In a compelling juxtaposition of old and new, Loca Niru has opened within the historic 140-year-old House of Tan Yeok Nee, the last standing of the famed ‘Four Grand Mansions’ of Teochew architecture. While the setting is steeped in local heritage—with preserved wooden trusses and traditional Teochew carvings—the cuisine is a striking French-Japanese fusion focused on fine dining.

Chef Shusuke Kubota bypasses traditional fusion tropes, offering an insightful eight-course tasting menu (S$298) that thoughtfully integrates Southeast Asian flavors using French techniques and Japanese sensibility.

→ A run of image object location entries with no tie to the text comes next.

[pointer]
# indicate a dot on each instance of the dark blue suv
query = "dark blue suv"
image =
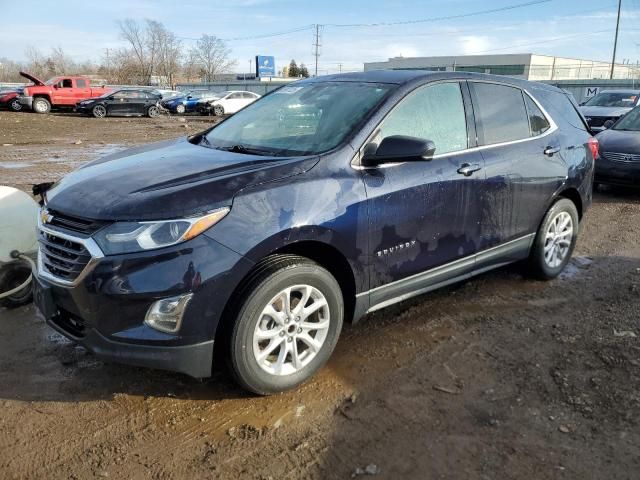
(322, 201)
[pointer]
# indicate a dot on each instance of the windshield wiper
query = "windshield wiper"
(247, 150)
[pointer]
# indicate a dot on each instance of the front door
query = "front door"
(425, 214)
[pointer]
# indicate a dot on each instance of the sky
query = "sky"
(571, 28)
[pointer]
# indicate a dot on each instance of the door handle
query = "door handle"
(467, 169)
(550, 151)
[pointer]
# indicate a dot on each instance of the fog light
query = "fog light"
(166, 314)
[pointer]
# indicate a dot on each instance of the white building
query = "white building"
(529, 66)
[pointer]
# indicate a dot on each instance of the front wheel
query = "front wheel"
(41, 105)
(287, 326)
(555, 240)
(99, 111)
(15, 105)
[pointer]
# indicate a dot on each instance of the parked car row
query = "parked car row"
(77, 93)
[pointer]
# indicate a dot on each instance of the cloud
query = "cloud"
(470, 44)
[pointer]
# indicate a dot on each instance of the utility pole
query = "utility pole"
(316, 44)
(615, 41)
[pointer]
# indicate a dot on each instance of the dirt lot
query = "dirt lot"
(499, 377)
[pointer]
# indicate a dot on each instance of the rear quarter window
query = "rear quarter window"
(562, 109)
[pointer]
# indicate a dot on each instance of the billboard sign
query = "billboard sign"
(265, 66)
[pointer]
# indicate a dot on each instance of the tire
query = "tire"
(15, 105)
(41, 105)
(99, 111)
(153, 111)
(555, 240)
(13, 276)
(282, 339)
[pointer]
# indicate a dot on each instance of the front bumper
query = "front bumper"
(105, 310)
(27, 101)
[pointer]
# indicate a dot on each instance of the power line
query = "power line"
(437, 19)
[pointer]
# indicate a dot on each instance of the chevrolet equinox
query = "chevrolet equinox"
(327, 199)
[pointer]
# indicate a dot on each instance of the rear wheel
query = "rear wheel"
(14, 276)
(41, 105)
(287, 326)
(99, 111)
(15, 105)
(555, 240)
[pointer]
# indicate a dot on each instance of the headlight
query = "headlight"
(129, 237)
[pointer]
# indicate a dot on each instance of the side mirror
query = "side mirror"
(398, 148)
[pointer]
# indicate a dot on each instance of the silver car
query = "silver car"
(608, 105)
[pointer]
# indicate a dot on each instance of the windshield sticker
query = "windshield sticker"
(289, 90)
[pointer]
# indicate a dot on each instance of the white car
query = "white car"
(228, 102)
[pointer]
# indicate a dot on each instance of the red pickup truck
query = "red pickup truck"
(63, 91)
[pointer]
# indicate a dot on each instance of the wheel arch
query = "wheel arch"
(324, 254)
(572, 194)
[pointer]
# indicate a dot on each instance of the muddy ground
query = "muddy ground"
(500, 377)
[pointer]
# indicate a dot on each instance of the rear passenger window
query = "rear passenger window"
(500, 113)
(434, 112)
(538, 123)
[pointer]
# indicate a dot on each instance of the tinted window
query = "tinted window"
(560, 107)
(500, 113)
(434, 112)
(538, 123)
(631, 121)
(613, 99)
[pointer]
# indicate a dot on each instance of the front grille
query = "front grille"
(62, 258)
(75, 224)
(621, 157)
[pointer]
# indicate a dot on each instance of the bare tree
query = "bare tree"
(212, 56)
(170, 51)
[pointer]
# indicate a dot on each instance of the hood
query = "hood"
(619, 141)
(164, 180)
(35, 80)
(604, 111)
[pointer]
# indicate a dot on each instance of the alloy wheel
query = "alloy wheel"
(291, 330)
(558, 239)
(99, 111)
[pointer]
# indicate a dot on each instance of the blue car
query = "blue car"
(320, 202)
(186, 103)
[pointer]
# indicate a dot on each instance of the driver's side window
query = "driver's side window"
(433, 112)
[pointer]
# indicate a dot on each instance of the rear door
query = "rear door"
(520, 145)
(82, 90)
(64, 93)
(424, 214)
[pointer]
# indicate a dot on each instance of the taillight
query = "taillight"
(594, 146)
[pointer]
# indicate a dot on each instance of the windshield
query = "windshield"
(613, 99)
(631, 121)
(299, 120)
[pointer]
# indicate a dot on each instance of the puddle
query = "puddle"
(575, 267)
(14, 165)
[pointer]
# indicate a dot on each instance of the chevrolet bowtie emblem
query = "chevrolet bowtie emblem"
(45, 216)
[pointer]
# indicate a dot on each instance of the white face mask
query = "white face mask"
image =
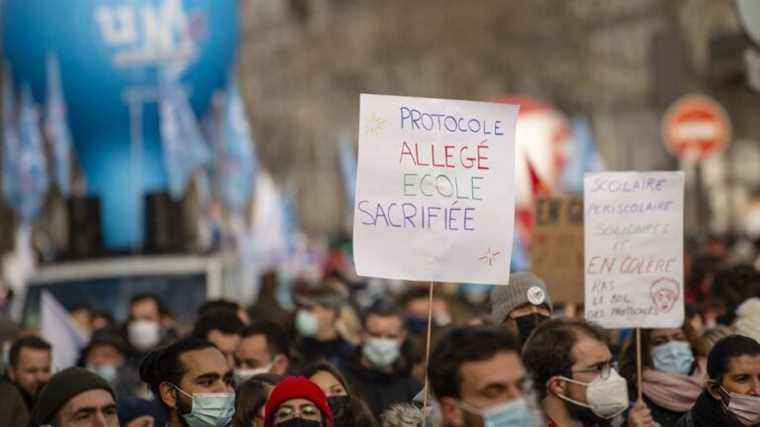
(307, 324)
(144, 334)
(607, 398)
(210, 409)
(745, 408)
(382, 352)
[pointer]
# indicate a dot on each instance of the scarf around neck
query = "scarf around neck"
(674, 392)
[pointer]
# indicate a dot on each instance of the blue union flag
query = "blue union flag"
(239, 165)
(184, 147)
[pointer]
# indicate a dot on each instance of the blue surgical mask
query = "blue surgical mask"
(514, 413)
(307, 324)
(210, 409)
(674, 357)
(107, 372)
(382, 352)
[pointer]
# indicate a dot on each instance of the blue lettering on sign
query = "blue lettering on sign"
(146, 34)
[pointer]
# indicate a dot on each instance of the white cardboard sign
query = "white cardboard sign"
(435, 198)
(634, 249)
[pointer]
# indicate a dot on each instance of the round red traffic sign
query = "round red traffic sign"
(695, 127)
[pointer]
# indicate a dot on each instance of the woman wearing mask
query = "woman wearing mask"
(348, 409)
(731, 397)
(671, 378)
(378, 369)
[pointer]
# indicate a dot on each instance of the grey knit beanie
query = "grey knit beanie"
(523, 288)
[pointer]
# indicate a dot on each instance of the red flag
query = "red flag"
(538, 188)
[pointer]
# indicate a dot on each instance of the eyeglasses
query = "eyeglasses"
(286, 412)
(603, 369)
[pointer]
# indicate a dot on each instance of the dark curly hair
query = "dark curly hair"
(548, 351)
(164, 364)
(465, 344)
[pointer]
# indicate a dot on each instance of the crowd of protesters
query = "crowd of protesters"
(340, 359)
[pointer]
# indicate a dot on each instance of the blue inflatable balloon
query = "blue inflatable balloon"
(111, 53)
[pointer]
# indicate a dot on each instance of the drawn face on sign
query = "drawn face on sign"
(664, 292)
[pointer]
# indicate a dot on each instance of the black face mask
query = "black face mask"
(526, 324)
(299, 422)
(416, 325)
(342, 412)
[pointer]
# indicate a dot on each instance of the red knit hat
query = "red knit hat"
(297, 388)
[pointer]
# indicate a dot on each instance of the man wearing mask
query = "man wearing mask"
(263, 349)
(147, 325)
(377, 370)
(317, 323)
(223, 330)
(104, 355)
(193, 382)
(732, 392)
(30, 359)
(479, 380)
(576, 380)
(522, 305)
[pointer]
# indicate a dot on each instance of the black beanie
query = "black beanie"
(64, 386)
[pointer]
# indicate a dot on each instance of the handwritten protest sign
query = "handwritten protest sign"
(634, 249)
(434, 198)
(556, 247)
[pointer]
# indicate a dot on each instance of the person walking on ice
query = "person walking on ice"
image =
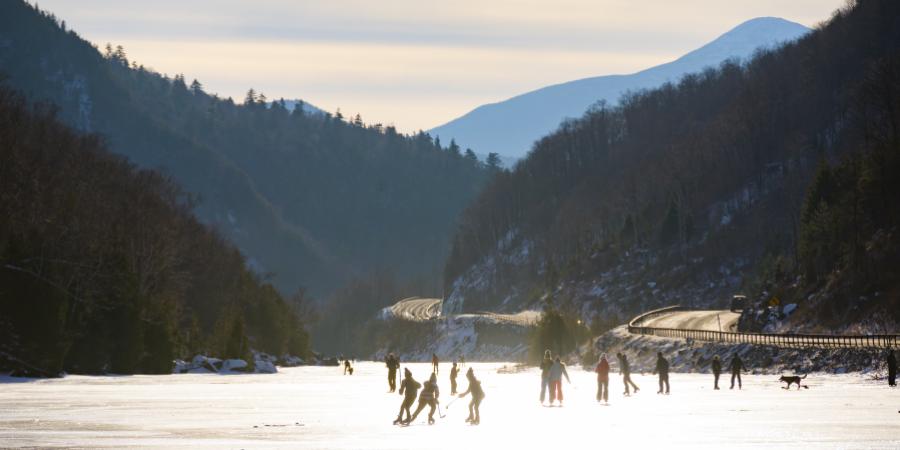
(429, 396)
(602, 379)
(736, 367)
(717, 370)
(477, 396)
(409, 387)
(557, 370)
(625, 370)
(546, 363)
(662, 368)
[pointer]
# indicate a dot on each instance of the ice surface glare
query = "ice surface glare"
(353, 412)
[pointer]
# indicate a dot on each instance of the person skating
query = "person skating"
(625, 370)
(429, 396)
(546, 363)
(602, 379)
(454, 371)
(408, 388)
(736, 367)
(662, 368)
(892, 368)
(557, 370)
(477, 396)
(717, 370)
(393, 364)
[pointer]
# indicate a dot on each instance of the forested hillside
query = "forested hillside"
(776, 178)
(103, 267)
(312, 199)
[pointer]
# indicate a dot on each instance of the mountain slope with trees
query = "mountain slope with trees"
(775, 177)
(313, 199)
(104, 269)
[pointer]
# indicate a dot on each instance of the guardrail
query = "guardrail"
(779, 340)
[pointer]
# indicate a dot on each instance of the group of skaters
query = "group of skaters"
(430, 393)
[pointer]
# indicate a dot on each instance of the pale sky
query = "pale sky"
(412, 63)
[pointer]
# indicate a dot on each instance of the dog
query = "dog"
(793, 379)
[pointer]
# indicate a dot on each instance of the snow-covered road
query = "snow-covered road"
(696, 320)
(317, 407)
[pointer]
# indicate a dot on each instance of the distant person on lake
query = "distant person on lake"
(717, 370)
(454, 371)
(625, 370)
(477, 396)
(409, 387)
(393, 364)
(736, 367)
(557, 370)
(429, 397)
(662, 368)
(546, 363)
(892, 368)
(602, 379)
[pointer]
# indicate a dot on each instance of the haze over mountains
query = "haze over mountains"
(510, 127)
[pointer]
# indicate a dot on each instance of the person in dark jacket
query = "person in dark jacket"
(393, 364)
(546, 363)
(477, 396)
(736, 367)
(625, 370)
(892, 368)
(662, 368)
(409, 387)
(602, 379)
(717, 370)
(429, 397)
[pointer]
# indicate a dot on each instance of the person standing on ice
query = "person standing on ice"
(662, 368)
(717, 370)
(477, 396)
(557, 370)
(429, 396)
(892, 368)
(453, 373)
(625, 370)
(736, 367)
(602, 379)
(409, 387)
(546, 363)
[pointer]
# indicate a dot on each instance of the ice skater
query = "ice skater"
(546, 363)
(477, 396)
(602, 379)
(429, 396)
(408, 388)
(736, 367)
(557, 371)
(625, 370)
(717, 370)
(662, 368)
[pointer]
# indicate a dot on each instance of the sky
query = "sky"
(415, 64)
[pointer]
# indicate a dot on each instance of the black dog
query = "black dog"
(793, 379)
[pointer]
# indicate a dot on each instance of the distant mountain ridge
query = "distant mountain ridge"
(510, 127)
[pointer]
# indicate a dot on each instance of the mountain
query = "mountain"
(312, 199)
(512, 126)
(776, 178)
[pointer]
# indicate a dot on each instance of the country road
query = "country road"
(695, 320)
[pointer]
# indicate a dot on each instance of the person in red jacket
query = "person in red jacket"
(602, 379)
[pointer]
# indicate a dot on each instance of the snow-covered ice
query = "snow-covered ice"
(317, 407)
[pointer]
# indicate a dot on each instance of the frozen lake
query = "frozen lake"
(317, 407)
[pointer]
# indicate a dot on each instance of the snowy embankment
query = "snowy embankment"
(695, 356)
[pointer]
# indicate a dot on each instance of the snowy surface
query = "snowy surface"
(317, 407)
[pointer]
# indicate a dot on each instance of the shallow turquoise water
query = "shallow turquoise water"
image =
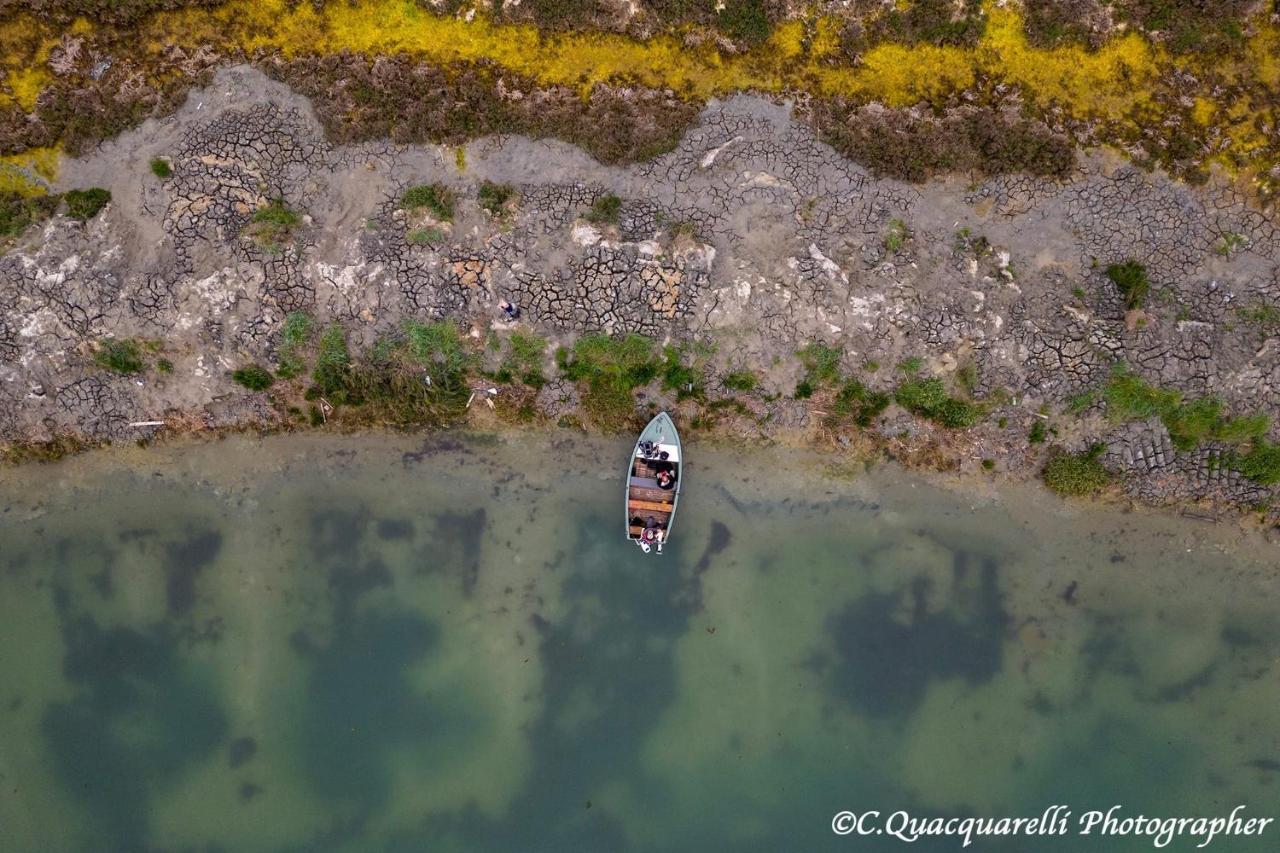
(374, 643)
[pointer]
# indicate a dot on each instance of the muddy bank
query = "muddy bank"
(745, 245)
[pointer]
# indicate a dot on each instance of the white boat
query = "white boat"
(654, 474)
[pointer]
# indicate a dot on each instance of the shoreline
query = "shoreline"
(753, 281)
(823, 461)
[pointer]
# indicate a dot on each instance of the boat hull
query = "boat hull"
(654, 475)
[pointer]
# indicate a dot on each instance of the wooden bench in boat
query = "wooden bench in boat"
(653, 506)
(643, 468)
(656, 495)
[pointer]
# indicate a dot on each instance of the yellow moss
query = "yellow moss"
(1114, 83)
(1202, 113)
(28, 173)
(1104, 83)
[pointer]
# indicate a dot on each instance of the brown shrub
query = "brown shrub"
(106, 10)
(396, 97)
(913, 146)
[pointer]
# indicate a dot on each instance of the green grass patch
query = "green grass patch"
(494, 197)
(609, 369)
(1189, 423)
(295, 336)
(1075, 474)
(684, 370)
(273, 226)
(254, 377)
(604, 210)
(745, 21)
(425, 237)
(1130, 279)
(929, 398)
(119, 355)
(438, 346)
(896, 236)
(1261, 463)
(821, 364)
(744, 381)
(86, 204)
(524, 359)
(434, 197)
(333, 361)
(856, 402)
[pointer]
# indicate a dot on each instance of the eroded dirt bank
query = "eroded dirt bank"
(748, 242)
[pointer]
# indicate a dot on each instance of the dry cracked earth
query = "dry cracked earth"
(750, 235)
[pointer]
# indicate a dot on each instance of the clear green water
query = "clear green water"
(376, 644)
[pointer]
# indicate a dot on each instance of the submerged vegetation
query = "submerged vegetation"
(434, 199)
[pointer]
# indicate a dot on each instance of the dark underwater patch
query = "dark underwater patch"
(187, 560)
(361, 708)
(885, 664)
(241, 751)
(136, 725)
(455, 546)
(338, 539)
(396, 529)
(720, 539)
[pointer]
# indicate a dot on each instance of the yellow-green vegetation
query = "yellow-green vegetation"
(608, 370)
(928, 397)
(856, 404)
(744, 381)
(1189, 422)
(86, 204)
(333, 361)
(417, 377)
(496, 197)
(896, 235)
(18, 211)
(425, 237)
(254, 377)
(119, 355)
(434, 197)
(1130, 279)
(604, 210)
(273, 224)
(1211, 86)
(295, 337)
(1077, 474)
(524, 360)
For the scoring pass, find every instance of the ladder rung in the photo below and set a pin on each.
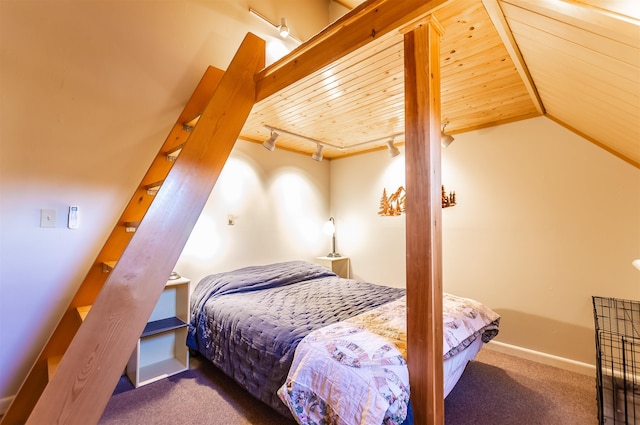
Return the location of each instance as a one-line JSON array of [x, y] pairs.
[[52, 365], [83, 311], [173, 154], [131, 226], [189, 125], [153, 188], [107, 266]]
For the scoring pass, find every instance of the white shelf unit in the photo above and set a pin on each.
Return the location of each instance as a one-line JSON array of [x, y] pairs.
[[338, 265], [161, 350]]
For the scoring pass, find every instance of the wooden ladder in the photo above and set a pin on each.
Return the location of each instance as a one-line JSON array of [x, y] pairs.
[[77, 370]]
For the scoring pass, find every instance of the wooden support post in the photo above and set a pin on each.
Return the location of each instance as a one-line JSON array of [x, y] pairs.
[[424, 211]]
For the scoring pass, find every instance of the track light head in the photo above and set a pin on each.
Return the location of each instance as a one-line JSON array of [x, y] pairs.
[[393, 151], [283, 29], [445, 139], [317, 155], [270, 143]]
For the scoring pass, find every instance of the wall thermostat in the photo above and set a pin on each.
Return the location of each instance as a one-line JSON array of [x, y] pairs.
[[74, 217]]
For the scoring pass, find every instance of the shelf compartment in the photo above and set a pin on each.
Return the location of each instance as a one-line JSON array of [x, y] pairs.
[[158, 356], [162, 325]]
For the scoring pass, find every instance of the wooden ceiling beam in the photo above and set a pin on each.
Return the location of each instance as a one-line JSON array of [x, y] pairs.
[[501, 25], [368, 22]]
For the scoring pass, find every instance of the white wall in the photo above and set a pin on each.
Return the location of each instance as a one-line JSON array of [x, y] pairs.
[[89, 91], [279, 203], [544, 220]]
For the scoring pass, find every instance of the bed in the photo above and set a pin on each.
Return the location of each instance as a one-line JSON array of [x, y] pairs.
[[250, 323]]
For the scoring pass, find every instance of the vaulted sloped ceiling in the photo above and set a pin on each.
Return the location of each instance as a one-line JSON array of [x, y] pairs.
[[577, 62]]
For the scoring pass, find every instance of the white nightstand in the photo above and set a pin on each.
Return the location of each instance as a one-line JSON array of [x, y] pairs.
[[338, 265]]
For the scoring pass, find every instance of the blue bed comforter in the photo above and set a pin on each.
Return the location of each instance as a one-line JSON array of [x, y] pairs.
[[248, 322]]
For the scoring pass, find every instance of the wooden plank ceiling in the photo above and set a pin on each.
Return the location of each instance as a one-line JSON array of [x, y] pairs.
[[501, 60]]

This innovative approach offers a compelling culinary narrative that matches the majesty of the mansion itself, which is opening its doors to the public for the first time. The blend of refined technique and stunning architecture offers a truly immersive and sophisticated dining context.


Bomul Samgyetang: Korean Comfort Cuisine

The trend of specialized Korean cuisine continues with Bomul Samgyetang, a new entrant at Chijmes dedicated entirely to samgyetang (Korean ginseng chicken soup). Building on the momentum of other recent samgyetang spots, Bomul distinguishes itself by offering the largest variety of the nourishing soup in Singapore, with ten distinct flavors on its menu.

Bomul emphasizes the health-focused nature of this traditional dish, utilizing locally-sourced, organic free-range spring chickens raised for an optimal 50 to 60 days. Each chicken is stuffed with glutinous rice, ginseng, garlic, and jujubes, then slow-cooked in a robust 18-ingredient broth. The ingredients, which include liver-supporting dried gardenia fruit and vitality-boosting deer antler, elevate the soup beyond mere sustenance. For those seeking alternatives, the restaurant also serves samgyejuk (ginseng chicken porridge), including options like abalone porridge.


MYX: Latin American Flavors and Cultural Lounge

Holland Village welcomes MYX, a Latin American and American South-inspired restaurant that seamlessly integrates dining with cultural experience. Beyond the 70-seat main dining hall, featuring a pebble-stoned bar and warm, textured interiors, MYX boasts unique amenities: a Lending Library and a Vinyl Listening Lounge housed within a private event space called The Cabin.

The menu is a reflection of chef Steven Chou’s culinary journey, drawing heavily on memories of New York’s Latin American community and his time working in Houston, Texas, focusing on spirited ‘comfort food.’ A standout dish is the “Dirrrty Chicken Rice,” marinated in black pepper, cumin, oregano, and citrus before being roasted to a crispy golden brown. MYX caters to varied schedules with wallet-friendly lunch sets (S$26), weekend brunch, and a daily Happy Hour.


Moutarde and Sundae Royale: A Dual French Debut

Celebrated French chef Paul Pairet makes his Singapore debut at Resorts World Sentosa’s Weave with a bold dual concept: the casual French bistro Moutarde and the premium dessert bar Sundae Royale.

Moutarde is an unpretentious bistro whose centerpiece is a British carving trolley-inspired carvery, featuring rotating daily cuts like Australian prime rib and New Zealand lamb leg. The menu is anchored by classic French staples, including beef tartare, grilled salmon, and a dedicated cheese room. Next door, Sundae Royale is a mint-green, retro-inspired parlor specializing in nostalgic, multi-layered ice cream sundaes offered in ten flavors, providing a spirited, family-friendly complement to Moutarde’s rustic cuisine.

These five establishments herald an exciting start to Singapore’s 2024 dining year, offering depth, variety, and unique conceptual approaches that ensure the city’s culinary scene remains vibrant and essential.